ESA_Boxlight_20250711_Execution copy.docx
Exhibit B
Scope of Work and Compensation
Immediate need:
•General Effort – the CFO Partner will provide CFO level support for the Company. The CFO Partner will:
–Provide general CFO services
–Work with the outgoing CFO, Greg Wiggins, to transition the duties performed by him to the CFO Partner through his termination date of July 18, 2025.
–Perform all duties previously performed by CFO on an interim basis including, but not limited to, managing Finance team, lender relations, M&A activities, financial reporting, and other CFO services. The interim period is to be determined by the CEO.
–Assist CEO in sourcing and hiring a permanent CFO, as requested by CEO.
–Transition CFO functions to permanent CFO.
–Provide consultation to CEO and permanent CFO as requested.
CFO resources:
•CFO Partner to serve as CFO on a 24/7 retained basis with a target of five days per week time allocation
Compensation1:
•Services fees of $275 per hour1 (SeatonHill’s standard rate for CFO services is $400 per hour1, but we have reduced the hourly rate to $275 per hour1 for this engagement.)
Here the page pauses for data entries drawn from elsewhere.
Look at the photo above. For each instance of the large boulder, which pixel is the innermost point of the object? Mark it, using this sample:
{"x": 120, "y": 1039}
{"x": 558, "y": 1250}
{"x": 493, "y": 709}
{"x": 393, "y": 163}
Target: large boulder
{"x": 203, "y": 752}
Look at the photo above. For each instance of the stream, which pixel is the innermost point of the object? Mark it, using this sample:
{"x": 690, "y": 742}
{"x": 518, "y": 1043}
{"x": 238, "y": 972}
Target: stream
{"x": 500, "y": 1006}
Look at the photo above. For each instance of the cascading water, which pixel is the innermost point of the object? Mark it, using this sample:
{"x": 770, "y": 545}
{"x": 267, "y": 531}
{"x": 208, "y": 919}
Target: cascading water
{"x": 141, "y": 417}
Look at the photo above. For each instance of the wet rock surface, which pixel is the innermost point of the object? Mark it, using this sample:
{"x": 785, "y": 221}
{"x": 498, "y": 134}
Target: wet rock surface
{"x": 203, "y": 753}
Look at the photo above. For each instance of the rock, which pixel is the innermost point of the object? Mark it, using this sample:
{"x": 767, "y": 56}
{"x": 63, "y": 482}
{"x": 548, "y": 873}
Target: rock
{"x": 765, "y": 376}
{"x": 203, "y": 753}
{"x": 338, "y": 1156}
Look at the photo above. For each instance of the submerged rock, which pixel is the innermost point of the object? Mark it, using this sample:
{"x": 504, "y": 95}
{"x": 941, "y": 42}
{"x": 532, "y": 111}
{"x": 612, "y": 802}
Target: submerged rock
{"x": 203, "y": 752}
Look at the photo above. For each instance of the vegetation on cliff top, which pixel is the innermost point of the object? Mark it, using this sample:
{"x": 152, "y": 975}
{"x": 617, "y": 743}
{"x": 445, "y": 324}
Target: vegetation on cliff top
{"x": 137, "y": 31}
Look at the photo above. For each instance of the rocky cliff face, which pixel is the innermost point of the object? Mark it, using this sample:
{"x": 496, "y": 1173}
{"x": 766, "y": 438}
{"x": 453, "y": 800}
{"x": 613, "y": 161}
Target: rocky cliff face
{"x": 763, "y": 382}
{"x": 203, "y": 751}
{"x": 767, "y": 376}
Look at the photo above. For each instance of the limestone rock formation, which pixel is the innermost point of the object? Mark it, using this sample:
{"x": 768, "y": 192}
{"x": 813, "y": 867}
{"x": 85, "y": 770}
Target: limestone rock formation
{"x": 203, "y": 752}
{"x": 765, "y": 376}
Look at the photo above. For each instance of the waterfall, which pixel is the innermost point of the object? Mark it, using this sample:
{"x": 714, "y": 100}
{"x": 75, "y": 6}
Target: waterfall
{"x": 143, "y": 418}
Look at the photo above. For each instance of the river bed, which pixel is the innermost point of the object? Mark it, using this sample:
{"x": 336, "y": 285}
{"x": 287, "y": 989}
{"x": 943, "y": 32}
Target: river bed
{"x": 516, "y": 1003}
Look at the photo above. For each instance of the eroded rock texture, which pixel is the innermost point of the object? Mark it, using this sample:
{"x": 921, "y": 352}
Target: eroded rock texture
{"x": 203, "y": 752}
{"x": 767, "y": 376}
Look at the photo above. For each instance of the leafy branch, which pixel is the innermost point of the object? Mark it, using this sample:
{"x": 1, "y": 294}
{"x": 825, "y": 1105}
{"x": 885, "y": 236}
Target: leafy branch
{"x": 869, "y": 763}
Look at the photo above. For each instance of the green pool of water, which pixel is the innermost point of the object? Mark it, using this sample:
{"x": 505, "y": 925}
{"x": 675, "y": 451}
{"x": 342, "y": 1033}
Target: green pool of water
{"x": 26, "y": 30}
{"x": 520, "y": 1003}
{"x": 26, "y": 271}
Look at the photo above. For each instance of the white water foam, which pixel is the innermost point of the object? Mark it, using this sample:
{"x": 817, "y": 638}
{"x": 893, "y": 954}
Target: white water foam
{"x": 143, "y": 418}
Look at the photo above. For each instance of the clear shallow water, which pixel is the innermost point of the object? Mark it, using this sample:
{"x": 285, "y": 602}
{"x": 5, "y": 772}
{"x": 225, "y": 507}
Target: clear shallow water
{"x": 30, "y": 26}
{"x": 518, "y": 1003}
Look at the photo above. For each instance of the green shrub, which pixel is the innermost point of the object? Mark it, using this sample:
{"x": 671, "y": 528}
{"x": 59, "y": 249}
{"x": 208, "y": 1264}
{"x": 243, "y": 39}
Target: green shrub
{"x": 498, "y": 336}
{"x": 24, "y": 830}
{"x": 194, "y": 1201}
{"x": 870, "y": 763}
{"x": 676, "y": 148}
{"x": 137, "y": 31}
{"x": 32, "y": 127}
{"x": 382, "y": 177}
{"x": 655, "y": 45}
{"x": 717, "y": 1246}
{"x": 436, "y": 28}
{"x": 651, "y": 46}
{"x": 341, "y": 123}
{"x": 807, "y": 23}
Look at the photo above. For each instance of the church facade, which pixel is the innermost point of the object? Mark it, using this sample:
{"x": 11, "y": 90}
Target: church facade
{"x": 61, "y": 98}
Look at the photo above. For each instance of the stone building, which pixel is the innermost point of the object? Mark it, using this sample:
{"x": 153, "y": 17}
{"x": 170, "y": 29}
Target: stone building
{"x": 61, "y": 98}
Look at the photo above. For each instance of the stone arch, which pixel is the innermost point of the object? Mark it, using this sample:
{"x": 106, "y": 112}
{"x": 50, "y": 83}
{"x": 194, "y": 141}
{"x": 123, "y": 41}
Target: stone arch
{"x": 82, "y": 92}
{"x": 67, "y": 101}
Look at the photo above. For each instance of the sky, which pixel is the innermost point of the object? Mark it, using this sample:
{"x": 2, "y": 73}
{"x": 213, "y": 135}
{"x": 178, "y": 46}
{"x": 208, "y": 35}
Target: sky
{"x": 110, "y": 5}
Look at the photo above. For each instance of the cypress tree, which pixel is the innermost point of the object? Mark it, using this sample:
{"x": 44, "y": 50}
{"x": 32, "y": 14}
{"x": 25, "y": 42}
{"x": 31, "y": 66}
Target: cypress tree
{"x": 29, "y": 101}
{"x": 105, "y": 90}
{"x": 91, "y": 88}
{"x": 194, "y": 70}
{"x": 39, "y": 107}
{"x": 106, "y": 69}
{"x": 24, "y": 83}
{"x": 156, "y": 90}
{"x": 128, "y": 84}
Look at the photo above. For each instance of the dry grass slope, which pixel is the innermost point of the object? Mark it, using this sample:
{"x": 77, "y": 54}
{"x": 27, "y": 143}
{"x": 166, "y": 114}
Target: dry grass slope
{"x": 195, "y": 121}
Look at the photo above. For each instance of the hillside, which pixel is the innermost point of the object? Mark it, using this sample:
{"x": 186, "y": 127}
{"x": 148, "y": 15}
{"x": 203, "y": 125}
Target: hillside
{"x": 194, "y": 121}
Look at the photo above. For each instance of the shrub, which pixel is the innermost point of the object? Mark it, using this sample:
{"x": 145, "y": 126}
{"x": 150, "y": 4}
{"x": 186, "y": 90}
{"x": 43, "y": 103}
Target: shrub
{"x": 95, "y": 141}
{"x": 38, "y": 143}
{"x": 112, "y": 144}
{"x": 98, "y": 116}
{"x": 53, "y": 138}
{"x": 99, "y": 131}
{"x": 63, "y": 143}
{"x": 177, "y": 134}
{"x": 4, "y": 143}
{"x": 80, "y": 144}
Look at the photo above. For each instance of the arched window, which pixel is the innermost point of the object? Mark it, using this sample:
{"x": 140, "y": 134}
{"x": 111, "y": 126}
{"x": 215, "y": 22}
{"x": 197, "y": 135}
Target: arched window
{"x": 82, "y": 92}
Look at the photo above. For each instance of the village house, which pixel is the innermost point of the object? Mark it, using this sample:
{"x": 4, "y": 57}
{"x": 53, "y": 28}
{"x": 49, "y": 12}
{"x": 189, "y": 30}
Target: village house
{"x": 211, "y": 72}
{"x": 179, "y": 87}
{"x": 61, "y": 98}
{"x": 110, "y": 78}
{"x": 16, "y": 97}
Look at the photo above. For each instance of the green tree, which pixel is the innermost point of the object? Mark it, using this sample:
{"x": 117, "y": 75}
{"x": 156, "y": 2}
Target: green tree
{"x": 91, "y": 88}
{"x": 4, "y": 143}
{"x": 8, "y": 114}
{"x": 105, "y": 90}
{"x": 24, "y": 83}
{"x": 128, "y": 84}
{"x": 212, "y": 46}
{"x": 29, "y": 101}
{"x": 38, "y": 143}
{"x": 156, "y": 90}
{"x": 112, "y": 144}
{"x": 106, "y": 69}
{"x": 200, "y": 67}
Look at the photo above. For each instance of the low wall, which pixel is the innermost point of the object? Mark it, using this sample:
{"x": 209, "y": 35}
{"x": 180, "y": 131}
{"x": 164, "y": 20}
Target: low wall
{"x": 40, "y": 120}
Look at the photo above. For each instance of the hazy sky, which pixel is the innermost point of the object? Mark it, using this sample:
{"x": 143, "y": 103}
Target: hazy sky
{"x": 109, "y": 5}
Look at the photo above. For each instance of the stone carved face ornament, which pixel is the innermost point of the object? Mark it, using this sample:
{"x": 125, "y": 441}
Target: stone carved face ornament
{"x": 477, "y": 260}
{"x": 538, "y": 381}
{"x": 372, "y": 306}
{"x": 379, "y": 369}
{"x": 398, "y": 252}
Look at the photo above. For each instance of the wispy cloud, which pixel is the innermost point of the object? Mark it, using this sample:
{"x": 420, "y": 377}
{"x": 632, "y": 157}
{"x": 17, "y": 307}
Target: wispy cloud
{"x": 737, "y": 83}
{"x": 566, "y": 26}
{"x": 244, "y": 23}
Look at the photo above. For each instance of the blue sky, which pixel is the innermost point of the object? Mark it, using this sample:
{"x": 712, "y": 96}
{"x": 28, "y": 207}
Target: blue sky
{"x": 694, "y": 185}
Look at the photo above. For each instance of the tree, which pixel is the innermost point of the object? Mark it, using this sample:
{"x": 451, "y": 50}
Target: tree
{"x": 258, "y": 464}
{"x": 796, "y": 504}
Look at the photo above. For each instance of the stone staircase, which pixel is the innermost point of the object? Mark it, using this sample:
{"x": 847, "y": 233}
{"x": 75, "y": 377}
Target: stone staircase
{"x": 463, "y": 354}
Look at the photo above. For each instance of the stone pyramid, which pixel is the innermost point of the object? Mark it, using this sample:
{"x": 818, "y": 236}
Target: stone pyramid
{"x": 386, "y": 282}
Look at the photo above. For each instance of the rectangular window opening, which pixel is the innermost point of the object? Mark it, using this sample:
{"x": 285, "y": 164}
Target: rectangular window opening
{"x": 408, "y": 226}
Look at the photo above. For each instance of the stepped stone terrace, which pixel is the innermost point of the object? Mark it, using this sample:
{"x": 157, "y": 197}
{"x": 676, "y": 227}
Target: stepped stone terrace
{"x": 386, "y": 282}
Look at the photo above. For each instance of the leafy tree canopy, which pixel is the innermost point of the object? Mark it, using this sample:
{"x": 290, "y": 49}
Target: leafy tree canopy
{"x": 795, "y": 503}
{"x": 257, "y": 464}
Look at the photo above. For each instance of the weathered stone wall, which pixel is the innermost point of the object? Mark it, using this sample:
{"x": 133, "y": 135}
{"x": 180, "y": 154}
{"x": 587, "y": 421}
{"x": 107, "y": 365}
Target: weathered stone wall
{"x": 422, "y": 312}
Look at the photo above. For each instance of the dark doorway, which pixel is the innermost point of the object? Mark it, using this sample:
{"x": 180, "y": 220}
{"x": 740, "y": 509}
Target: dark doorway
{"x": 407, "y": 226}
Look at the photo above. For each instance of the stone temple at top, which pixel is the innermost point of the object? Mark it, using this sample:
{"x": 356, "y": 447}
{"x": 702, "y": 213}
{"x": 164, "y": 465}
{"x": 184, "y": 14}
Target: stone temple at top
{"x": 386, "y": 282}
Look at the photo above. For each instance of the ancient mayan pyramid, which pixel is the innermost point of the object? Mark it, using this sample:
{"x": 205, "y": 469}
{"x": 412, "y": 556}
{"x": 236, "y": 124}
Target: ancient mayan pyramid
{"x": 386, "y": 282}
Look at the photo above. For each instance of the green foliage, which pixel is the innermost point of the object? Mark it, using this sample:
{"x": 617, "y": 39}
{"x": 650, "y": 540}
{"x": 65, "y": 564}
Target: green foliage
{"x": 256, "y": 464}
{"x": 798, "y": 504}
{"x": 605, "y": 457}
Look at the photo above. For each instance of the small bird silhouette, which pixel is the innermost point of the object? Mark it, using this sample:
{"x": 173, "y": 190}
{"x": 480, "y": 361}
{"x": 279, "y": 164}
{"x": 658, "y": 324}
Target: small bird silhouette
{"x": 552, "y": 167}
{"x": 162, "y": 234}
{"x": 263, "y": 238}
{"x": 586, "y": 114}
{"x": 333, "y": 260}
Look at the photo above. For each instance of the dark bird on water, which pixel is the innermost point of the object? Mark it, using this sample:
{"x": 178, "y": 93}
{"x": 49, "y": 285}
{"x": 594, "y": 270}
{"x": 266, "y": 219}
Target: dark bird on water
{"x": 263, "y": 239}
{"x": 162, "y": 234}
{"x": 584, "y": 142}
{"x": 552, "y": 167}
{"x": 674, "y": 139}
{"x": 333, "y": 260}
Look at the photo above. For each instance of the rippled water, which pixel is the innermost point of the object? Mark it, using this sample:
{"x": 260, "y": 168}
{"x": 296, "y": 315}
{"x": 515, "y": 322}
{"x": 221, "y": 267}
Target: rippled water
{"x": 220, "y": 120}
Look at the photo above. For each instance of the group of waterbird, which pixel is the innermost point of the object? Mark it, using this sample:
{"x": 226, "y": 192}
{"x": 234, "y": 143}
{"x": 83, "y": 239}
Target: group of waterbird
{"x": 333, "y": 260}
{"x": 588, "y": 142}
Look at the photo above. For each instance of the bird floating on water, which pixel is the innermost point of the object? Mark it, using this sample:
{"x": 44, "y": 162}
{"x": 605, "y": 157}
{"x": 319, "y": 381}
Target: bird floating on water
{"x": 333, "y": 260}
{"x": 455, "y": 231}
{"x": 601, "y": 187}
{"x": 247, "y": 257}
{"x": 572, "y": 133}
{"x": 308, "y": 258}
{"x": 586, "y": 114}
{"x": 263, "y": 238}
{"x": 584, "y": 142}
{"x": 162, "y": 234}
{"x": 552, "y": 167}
•Travel and other reasonable out-of-pocket costs incurred while performing services for the Company to be reimbursed by the Company directly to the CFO Partner. No reimbursable expenses will be incurred without advance email approval of the Company. Costs for commuting to and from the the Company’s office will not be considered to be reimbursable and will not be charged to the Company.
•Fees will be billed semi-monthly in arrears on the 15th and last days of each month.
•Invoices are due upon receipt and payments will be made via ACH or other form of electronic payment
1In addition to our standard professional service fees described above, we will charge a 3% administrative fee, which covers ancillary administrative costs such as technology, communication, and supplies; however, it does not include the CFO Partner’s out-of-pocket expenses related to the performance of the services.